Seth Kaplan is a writer and policy consultant focusing on fragile states, governance, and development. He is the author of Fixing Fragile States: A New Paradigm for Development (Praeger Security International, 2008) and a forthcoming book on poverty and state governance. A Wharton MBA and Palmer scholar, Seth has worked for several large multinationals and founded four companies. He speaks fluent Mandarin Chinese and Japanese. He lives in New York City.
Daniel Korski is a Senior Policy Fellow at the European Council on Foreign Relations. He has worked in Iraq, Afghanistan, Bosnia-Herzegovina and Yemen as well as in the United States. He is also a Senior Advisor to the Project on National Security Forum.
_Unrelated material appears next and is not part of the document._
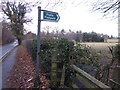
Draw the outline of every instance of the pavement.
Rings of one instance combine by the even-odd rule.
[[[0,90],[6,87],[5,81],[10,75],[16,61],[17,45],[17,40],[4,46],[0,45]]]
[[[18,47],[16,47],[12,53],[2,62],[2,88],[7,88],[6,80],[10,76],[10,72],[16,62],[16,52]]]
Casper ter Kuile is the Co-Founder of the UK Youth Climate Coalition and a campaign consultant. He has worked for Avaaz.org, 38 Degrees and Futerra Sustainability Communications. He writes more about civil society, movement strategy and other delights on his own blog.
Claire Melamed is Head of the Growth, Poverty and Inequality Programme at the Overseas Development Institute(ODI). The programme does research and policy analysis on how economic growth can be more effective in reducing poverty and inequality. She has worked for the UN in Mozambique, taught at SOAS and the Open University, and worked for ten years in NGOs including ActionAid and Christian Aid.
Elizabeth Sellwood is non-resident fellow at the Center on International Cooperation. She is based in Beirut, Lebanon, and has worked for several years in the Middle East region. She was Special Assistant to the United Nations Special Coordinator for the Middle East Peace Process from 2005-07, and prior to this she worked for the UN Office for Coordination of Humanitarian Affairs in the occupied Palestinian territory. Between 2001-03 Elizabeth was an adviser to the Foreign Affairs Committee in the UK House of Commons. She also worked for Oxfam in the Balkans in the aftermath of the Kosovo war, and in 1995-99 held research positions at Chatham House and Cambridge University
Andy Sumner is Research Fellow at the Institute of Development Studies at the University of Sussex and a Visiting Fellow at the Centre for Global Development, Washington, DC. He is a cross-disciplinary Development Economist, with research interests in the fields of global poverty, growth and inequality, and development. His primary regional interest is in Southeast Asia. In 2011 he was listed in Foreign Policy’s Top 100 Global Thinkers for his work on the changing distribution of global poverty towards middle-income countries and the ‘new bottom billion’.
Mark Weston is a policy consultant, writer and researcher, specialising in international development. His clients include the Harvard School of Public Health, UCLA David Geffen School of Medicine, London School of Economics and a number of developing world NGOs. He is currently writing a travel book on West Africa.